I woke to blood stained shorts and blood on my hands and feet.  I was sitting upright on a stretcher and being loaded into an ambulance. The paramedic had told me I had a seizure. I had never thought in a million years that could happen to me. I was then transported to the hospital where I stayed for the next six days. Those six days gave me a lot of time to reflect on my life and what I had become. I was a raging alcoholic, an addict and a real screw up.

The day began as many other days had. I woke early not being able to sleep. I had been plagued by anxiety, depression, insomnia and addiction for the better part of my adult life. I had been drinking everyday religiously for the last year or so, drinking anywhere between 12 to 24 beers a day and washing down several milligrams of Xanax with it.  I had begun playing Russian roulette with my life. For the girl who was so afraid of death I did not give a second thought to the endless possibilities of what could have happened to me during those reckless days.
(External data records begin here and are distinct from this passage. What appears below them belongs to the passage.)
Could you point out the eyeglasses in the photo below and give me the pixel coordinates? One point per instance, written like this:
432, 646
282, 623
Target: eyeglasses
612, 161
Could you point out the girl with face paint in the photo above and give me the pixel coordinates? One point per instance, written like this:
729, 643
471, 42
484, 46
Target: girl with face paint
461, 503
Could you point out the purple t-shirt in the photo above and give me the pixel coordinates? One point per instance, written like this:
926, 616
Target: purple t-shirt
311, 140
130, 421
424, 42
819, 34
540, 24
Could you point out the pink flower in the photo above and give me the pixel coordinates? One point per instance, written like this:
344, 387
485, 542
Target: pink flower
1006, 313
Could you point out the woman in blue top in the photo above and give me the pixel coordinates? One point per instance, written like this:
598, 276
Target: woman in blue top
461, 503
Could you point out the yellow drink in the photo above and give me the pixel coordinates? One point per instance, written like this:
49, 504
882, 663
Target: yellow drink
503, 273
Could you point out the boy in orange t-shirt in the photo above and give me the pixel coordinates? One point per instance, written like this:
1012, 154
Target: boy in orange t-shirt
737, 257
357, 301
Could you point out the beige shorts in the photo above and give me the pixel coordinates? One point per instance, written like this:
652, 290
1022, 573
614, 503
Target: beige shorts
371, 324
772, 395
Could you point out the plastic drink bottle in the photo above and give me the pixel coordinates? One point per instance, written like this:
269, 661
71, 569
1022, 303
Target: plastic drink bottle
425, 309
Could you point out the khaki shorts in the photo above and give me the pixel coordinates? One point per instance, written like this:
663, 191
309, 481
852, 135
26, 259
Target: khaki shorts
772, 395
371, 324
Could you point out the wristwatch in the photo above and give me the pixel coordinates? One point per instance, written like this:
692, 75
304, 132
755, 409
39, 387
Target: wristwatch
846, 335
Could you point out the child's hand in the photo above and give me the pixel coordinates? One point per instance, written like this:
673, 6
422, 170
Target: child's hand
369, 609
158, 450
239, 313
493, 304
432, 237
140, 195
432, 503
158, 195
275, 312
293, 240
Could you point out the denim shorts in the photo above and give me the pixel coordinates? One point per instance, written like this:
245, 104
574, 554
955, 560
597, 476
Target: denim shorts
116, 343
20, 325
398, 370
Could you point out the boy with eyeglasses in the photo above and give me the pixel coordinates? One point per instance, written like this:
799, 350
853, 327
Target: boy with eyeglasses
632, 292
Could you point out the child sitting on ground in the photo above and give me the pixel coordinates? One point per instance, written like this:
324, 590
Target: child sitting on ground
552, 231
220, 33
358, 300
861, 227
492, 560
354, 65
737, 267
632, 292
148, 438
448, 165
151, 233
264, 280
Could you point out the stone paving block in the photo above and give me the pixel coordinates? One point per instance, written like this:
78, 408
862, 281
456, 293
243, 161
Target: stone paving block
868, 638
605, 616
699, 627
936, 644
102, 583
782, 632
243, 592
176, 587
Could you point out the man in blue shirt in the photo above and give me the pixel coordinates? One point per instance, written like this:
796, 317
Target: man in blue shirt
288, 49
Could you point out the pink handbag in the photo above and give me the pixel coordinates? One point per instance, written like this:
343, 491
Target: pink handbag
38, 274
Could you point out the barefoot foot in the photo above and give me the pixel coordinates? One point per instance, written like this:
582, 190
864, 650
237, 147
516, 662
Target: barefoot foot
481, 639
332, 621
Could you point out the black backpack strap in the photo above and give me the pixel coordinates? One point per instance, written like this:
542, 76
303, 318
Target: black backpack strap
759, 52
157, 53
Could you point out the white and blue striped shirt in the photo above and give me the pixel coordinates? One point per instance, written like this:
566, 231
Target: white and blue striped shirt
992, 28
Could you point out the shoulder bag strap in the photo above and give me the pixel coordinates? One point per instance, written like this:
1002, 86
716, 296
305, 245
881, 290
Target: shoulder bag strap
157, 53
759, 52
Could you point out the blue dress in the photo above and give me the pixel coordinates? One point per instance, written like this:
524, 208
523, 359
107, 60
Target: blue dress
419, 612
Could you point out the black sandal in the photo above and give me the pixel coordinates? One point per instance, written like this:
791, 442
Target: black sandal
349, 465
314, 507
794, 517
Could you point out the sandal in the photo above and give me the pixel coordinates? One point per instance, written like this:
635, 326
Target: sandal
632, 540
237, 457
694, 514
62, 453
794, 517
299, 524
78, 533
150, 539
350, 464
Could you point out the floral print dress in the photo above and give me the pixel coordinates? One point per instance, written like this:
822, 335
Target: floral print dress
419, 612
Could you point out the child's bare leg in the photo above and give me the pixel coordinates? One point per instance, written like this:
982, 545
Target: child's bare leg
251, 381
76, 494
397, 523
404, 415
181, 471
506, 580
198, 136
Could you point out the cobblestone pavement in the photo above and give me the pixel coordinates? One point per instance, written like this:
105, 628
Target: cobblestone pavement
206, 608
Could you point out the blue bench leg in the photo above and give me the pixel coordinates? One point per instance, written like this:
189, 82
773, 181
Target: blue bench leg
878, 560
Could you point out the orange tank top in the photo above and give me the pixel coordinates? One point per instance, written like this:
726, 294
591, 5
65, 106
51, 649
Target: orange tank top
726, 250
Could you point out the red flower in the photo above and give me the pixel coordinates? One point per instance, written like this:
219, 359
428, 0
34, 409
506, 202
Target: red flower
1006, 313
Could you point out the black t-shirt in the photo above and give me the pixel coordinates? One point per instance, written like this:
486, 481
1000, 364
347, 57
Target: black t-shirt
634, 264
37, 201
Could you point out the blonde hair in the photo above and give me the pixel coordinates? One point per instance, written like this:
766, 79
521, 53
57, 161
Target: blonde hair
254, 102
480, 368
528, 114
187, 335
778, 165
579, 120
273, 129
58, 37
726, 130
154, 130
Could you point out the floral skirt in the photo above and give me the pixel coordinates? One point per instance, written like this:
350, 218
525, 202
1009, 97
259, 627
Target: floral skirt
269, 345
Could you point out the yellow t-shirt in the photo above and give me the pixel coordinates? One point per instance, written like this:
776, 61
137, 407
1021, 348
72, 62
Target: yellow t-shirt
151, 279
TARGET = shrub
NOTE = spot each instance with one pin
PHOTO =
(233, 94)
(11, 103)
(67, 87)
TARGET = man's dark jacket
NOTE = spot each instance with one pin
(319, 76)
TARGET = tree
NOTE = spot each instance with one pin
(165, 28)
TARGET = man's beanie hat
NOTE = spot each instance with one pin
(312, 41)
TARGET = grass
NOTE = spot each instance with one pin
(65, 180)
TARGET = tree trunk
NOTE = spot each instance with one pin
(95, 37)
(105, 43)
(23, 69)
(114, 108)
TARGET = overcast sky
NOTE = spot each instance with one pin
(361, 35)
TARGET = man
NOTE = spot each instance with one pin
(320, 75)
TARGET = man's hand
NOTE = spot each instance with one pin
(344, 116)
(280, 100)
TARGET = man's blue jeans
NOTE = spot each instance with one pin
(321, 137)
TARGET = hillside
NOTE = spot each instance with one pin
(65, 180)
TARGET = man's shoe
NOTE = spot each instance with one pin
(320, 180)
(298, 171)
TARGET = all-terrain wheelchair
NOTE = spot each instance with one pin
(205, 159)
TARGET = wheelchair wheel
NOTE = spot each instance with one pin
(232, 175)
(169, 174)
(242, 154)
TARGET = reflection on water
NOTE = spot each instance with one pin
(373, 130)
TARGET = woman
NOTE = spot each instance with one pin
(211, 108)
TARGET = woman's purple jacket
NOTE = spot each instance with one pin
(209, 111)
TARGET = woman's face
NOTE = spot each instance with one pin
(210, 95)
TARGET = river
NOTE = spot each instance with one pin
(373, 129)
I grew up in a family consumed by alcohol. I remember my parents allowing me to have my first drink when I was 13. I drank a whole bottle of Boones Farm. The idea was to let me drink under their supervision and to let me see what it felt like. At first I remember it being fun, feeling like an adult. But I also remember the horrible sick feeling I experienced the next day. It is what I would learn later in life that is a hangover. I did not experiment with alcohol again until moving to Japan. My dad was in the Air Force and I was quite lucky that we had not moved often. I loved Japan, I was the little southern girl from Louisiana who showed up at school with a "hi ya’ll! I quickly made friends and met a boy 3 years my senior. Alcohol soon crept back into my life. I was experimenting with all kinds of exotic drinks, wine, and beer.  Americans could easily purchase alcohol with no ID. We were able to get in the bars and drink and dance until the wee hours of the morning. We would sneak back onto the base. It was the time of my life. Or so I thought.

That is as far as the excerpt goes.